The place being MIT, home to some of the pioneers of artificial intelligence and social robotics, and the birthplace of perhaps the most sophisticated, and endearing, social robots. Turkle tested these anthropomorphic robots on children, "computer virgins". In one study she observed how children would bond with the robots, which were programmed to respond with human-like emotions, in a way they wouldn't with other toys. "This becomes a tremendously significant relationship for the child," she says, "and then it will get broken or disappoint, and the child will go ballistic. My research group went berserk at how much damage we felt we'd done."

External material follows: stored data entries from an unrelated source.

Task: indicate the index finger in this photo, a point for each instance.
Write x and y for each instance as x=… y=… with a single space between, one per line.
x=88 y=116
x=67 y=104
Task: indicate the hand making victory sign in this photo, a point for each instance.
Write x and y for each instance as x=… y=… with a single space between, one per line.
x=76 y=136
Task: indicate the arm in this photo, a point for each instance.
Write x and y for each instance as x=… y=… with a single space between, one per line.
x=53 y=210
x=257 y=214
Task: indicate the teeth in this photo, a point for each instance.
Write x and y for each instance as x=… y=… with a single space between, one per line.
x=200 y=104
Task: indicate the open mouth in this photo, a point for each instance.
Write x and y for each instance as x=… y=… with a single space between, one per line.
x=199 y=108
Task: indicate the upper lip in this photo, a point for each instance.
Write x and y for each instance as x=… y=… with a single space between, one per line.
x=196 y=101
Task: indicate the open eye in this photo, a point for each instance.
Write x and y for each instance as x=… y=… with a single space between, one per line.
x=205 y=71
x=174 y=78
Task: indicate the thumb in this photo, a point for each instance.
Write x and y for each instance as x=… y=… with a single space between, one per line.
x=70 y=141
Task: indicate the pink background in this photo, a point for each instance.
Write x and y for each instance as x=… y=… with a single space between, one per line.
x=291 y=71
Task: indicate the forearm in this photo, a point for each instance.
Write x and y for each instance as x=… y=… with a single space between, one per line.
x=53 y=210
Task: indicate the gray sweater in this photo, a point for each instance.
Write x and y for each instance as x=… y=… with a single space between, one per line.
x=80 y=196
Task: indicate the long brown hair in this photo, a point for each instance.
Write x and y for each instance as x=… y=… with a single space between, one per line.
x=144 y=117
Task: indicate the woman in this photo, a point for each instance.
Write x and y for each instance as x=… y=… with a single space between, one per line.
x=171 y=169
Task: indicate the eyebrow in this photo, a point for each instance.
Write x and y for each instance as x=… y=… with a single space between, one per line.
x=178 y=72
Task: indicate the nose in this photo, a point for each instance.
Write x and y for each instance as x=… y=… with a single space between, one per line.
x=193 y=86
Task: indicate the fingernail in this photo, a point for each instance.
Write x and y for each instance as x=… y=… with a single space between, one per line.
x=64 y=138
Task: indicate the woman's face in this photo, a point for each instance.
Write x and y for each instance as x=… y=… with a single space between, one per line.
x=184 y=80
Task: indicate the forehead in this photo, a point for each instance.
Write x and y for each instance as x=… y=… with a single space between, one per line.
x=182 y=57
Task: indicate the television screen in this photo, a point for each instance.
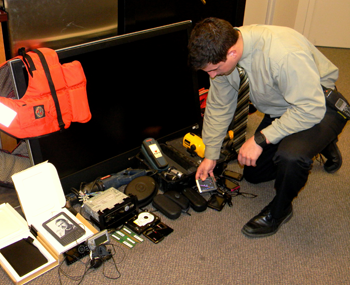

Turkle was "smitten with the subject and stayed with it for 30 years". In the early days she was labelled as a "cyber diva". "People thought I was very pro-computer. I was on the cover of Wired magazine." Then things began to change. In the early 80s,"we met this technology and became smitten like young lovers," she says, but today our attachment is unhealthy. In her latest book, Alone Together: Why We Expect More from Technology and Less from Each Other, Turkle says we have reached a point she calls the "robotic moment" – where we delegate important human relationships, in particular interactions at "the most vulnerable moments in life" – childhood and old age – to robots. "We are so worried about Asperger's, so worried about the way we communicate with faces. To me, as somebody who likes technology, this is just playing with fire."

Turkle frequently takes calls from journalists seeking comments on the latest story about robots in nursing homes, teacherbot programmes or nannybots to look after children. She sees married couples who prefer to have their fights online. "My studies of funerals are hilarious," she says. "Everybody's texting. When I ask them about it, they say, 'Yeah, I do it during the boring bits.' So that's the question: what's does it mean as a society that we are there for the boring bits?"

She is particularly concerned about the effect on children. "I am a single mum. I raised my daughter, and she was very listened to." Today our phones are always on, and always on us. Parents are too busy texting to watch their kids, she cautions. There's been a spike in playground accidents. "These kids are extremely lonely. We are giving everybody the impression that we aren't really there for them. It's toxic." This is what she means by "alone together" – that our ability to be in the world is compromised by "all that other stuff" we want to do with technology.

For many these are inconvenient truths, and lately Turkle has come to be seen as a naysayer, even a technophobe. She is no longer the cover girl for Wired. "This time they didn't even review my book." In fact, the initial reviews of Alone Together, Turkle says, can be summarised as "everybody likes Facebook, can't she just get with the programme?" This, she adds, is unfair to the 15 years of research behind it. "I mean, give me the credit. I didn't do a think piece. I was reporting. People tell me they wish [iPhone companion] Siri were their best friend. I was stunned. You can't make this stuff up."

Turkle is optimistic that people will begin to want to reclaim their privacy, to turn back to their relationships with real people. Yet she concedes that the lure of technology is such that it's a tough challenge. "Online you become the self you want to be." But the downside? We lose the "raw, human part" of being with each other. She points to our early morning meeting, for example. She's tired, and we could have done the interview over Skype. "Online I am perfect," she says. "But what's the worst that can happen here? You write a story that says, 'Bedraggled from her walk in the rain, she shows up begging for a latte? So what? You pretty much see me as I am. And I'm willing to say that's a good thing."